Il suo gol impatta l'Ascoli, dà il la alla rimonta per 2-1, lancia la squadra dell'ex Zanetti al terzo posto in Serie B. E lascia spazio alle suggestioni: "Era per Diego?", si chiedono subito dalla tribuna. L'esultanza di Aramu non lo lascia intendere. Un gesto tecnico spontaneo, che lascia il segno più di tutte le iniziative ufficiali. Prima del fischio d’inizio anche il Penzo si era raccolto nel minuto di silenzio per Maradona. Perché il Pibe ha saputo lasciare il segno ovunque, perfino dove non giocò mai.
Mica solo nell’immaginario collettivo: era il 15 gennaio 1988 quando Diego, fresco del primo scudetto, incantò anche la città dei Dogi. Non al Penzo, né su un prato. È stato al Palasport dell’Arsenale, storico impianto del basket lagunare, dove Maradona scatenò il pubblico locale presente per il Calcetto dei Campioni. Un torneo su parquet. Poco cambia: lui si fece dare una pallina e, circondato da una schiera di ragazze pon-pon, fece il solito Diego. Palleggi tra i canestri che ancora oggi rimangono tra le mille e una leggende sul Diez.
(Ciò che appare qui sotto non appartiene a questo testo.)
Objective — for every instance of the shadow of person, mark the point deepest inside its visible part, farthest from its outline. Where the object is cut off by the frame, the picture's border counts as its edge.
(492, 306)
Il Venezia all’epoca doveva ancora ritrovare la Serie B. Lì, un po’ di Maradona lo avrebbe portato Ciccio Romano, centrocampista del Napoli dello scudetto e in arancioneroverde dal 1991 al ’93. E un po’ di più ancora lo portò Recoba, dieci anni dopo lo show dell'argentino: se Venezia ha mai avuto il suo Diego, dicono i tifosi ancora oggi, riguardate le magie del Chino.
Credits foto: Mario Spessotto
Così oggi i pochi presenti sugli spalti ne cercavano una nuova, con l'ostinazione di una prima volta amara. L'hanno trovata con Aramu: per un attimo, soltanto per un attimo, quel 10 sulla maglia vale ogni cosa.